I BEGAN this review by describing Jack O'Connell as THE rising star of British cinema, before realising that, after witnessing his latest accomplished performance, his stock has already bubbled over.

In Belfast-set military thriller 71, O'Connell plays a young soldier lost in the mayhem of the Troubles-torn capital, separated from his unit and hunted by murderous Provisional IRA gunmen.

As recent recruit Private Gary Hook, his uniform as green as his experience, he has been sent along with the rest of his ill-prepared Army unit as an emergency response to the bloody conflict.

When assisting a vicious house raid by the RUC on the nationalist Falls Road, a riot ignites, soldiers driven back by a barrage of bricks and vitriol, with Hook left on the wrong side of a wall of protestors.

The enthralling set piece results in a savage mob-handed beating for the Derby lad he somehow manages to escape, fleeing into a maze of crumbling houses and burning cars.

1971 is the year internment was brought back into Northern Ireland, but 71 does not seek to score political points, or ask the audience to take sides.

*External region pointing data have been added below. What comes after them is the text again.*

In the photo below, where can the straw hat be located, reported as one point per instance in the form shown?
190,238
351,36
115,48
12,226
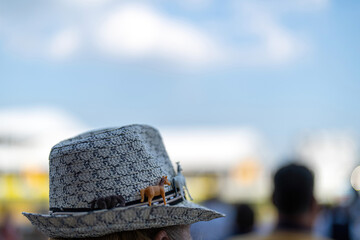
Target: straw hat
86,169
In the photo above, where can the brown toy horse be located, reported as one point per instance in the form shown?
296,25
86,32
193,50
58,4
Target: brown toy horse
153,191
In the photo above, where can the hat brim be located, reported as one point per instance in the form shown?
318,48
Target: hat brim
103,222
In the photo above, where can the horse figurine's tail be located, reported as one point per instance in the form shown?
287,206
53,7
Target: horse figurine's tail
142,192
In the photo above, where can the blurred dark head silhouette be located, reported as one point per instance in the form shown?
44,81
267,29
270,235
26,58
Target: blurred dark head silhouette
245,219
293,189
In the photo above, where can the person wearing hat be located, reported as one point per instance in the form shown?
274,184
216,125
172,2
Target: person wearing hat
97,180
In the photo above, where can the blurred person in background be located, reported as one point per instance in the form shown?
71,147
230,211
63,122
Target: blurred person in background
8,230
293,197
245,219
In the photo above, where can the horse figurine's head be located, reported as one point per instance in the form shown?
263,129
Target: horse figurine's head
164,180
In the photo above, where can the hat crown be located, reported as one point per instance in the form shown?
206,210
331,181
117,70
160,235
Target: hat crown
113,161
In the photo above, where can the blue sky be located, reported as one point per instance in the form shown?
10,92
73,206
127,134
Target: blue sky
283,67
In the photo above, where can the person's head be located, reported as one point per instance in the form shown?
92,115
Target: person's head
293,194
99,182
245,218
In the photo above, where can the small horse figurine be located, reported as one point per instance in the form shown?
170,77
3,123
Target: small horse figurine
179,182
153,191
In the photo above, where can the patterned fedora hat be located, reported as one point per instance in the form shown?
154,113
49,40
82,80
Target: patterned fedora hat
96,181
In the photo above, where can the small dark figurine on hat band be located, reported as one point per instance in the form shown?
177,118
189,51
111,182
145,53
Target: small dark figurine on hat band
179,182
153,191
108,202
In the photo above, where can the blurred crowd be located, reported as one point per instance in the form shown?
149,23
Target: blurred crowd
298,215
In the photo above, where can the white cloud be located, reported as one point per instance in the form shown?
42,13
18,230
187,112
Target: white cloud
135,31
138,31
64,44
274,44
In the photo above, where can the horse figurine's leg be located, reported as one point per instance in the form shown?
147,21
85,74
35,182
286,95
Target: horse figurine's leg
175,185
187,190
150,199
142,192
182,191
162,192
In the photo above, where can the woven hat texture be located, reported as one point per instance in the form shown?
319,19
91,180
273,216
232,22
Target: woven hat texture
114,161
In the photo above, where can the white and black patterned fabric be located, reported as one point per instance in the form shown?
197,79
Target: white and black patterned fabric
108,162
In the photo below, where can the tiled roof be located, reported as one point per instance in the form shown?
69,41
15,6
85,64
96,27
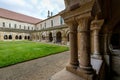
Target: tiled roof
17,16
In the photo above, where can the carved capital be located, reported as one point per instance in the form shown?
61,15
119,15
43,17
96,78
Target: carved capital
96,24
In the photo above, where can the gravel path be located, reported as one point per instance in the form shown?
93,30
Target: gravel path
38,69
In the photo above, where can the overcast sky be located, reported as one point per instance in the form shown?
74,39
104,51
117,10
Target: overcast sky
35,8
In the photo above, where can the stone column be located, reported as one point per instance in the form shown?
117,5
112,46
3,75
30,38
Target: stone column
95,27
84,44
73,45
64,41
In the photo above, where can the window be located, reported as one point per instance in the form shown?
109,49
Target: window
3,24
9,25
45,25
61,20
51,23
24,27
41,26
20,26
15,26
28,28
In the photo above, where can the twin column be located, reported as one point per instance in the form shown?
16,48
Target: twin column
80,29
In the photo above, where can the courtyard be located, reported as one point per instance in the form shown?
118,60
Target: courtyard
12,52
37,69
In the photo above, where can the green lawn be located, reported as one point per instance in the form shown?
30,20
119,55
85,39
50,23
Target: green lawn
12,52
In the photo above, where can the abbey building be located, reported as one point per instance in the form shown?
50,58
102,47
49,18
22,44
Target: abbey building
15,26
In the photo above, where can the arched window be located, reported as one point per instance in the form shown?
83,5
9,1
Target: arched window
58,37
5,37
16,37
10,36
20,37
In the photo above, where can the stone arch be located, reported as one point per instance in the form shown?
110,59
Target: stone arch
10,36
5,37
43,35
28,37
50,37
58,37
110,46
20,37
67,35
16,37
25,37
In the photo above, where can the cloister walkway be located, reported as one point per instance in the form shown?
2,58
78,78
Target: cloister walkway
38,69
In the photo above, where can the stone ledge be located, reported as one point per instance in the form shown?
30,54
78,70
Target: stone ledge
65,75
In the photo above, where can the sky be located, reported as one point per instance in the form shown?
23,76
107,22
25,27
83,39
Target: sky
34,8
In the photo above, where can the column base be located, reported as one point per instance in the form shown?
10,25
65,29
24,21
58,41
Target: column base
85,74
65,75
96,56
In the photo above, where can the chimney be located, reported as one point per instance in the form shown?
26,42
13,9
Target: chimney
48,14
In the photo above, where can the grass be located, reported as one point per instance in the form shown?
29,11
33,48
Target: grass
12,52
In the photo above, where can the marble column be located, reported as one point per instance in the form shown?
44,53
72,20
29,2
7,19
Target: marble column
84,45
95,27
73,46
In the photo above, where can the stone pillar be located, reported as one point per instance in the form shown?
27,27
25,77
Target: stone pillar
95,27
73,45
84,45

At once, everyone is going for the jugular, whether that be Original IRA vs Provisional IRA, the Army's undercover operatives vs over-matched junior officers, or nationalists vs loyalists.

Battle lines are drawn on both sides, the overriding reaction a compelling sense squaddies like Hook, desperately young and naive, were hopelessly inadequate in attempting to quell the maelstrom.

That is reinforced by our view through the eyes of Cook, muscular and almost mute.

His vulnerability echoes as he waits for night to fall behind enemy lines, or in a later conversation about David Bowie as he lies bleeding in bed.

A chance meeting with a child loyalist footsoldier, a stark reminder of the generational nature of the Troubles with hatred passed from father to son, sees Cook asked if he is Protestant or Catholic.

His reply of 'I don't know' encompasses Cook's dilemma, buried in a conflict he doesn't understand, running from hunters of whom he cannot fathom their hate.

When night falls anxiety rises, gloomy, dank streets lit by murky streetlights, alien to Cook and also, in a way, alien to the viewer.

While 71 was shot in Sheffield, Liverpool and Blackburn, the fictional landscape created is at once familiar and post-apocalyptic, a wasteland that could be envisaged in a dying dystopian world of the future.

Known for gritty TV drama Top Boy, Yann Demange directs in his first big screen feature, with emphasis placed skilfully on the plight of Cook's perilous position.

As alliance and betrayal meet in a climatic gun battle, perhaps the only part of the film that feels overdone, his fate hangs in the balance.

O'Connell delivers his usual brilliance, a toughness honed in prison drama Starred Up accentuated by the vulnerability that draws empathy.

In the end, any loyalty you're asked to fine amid the complex backdrop is only with him.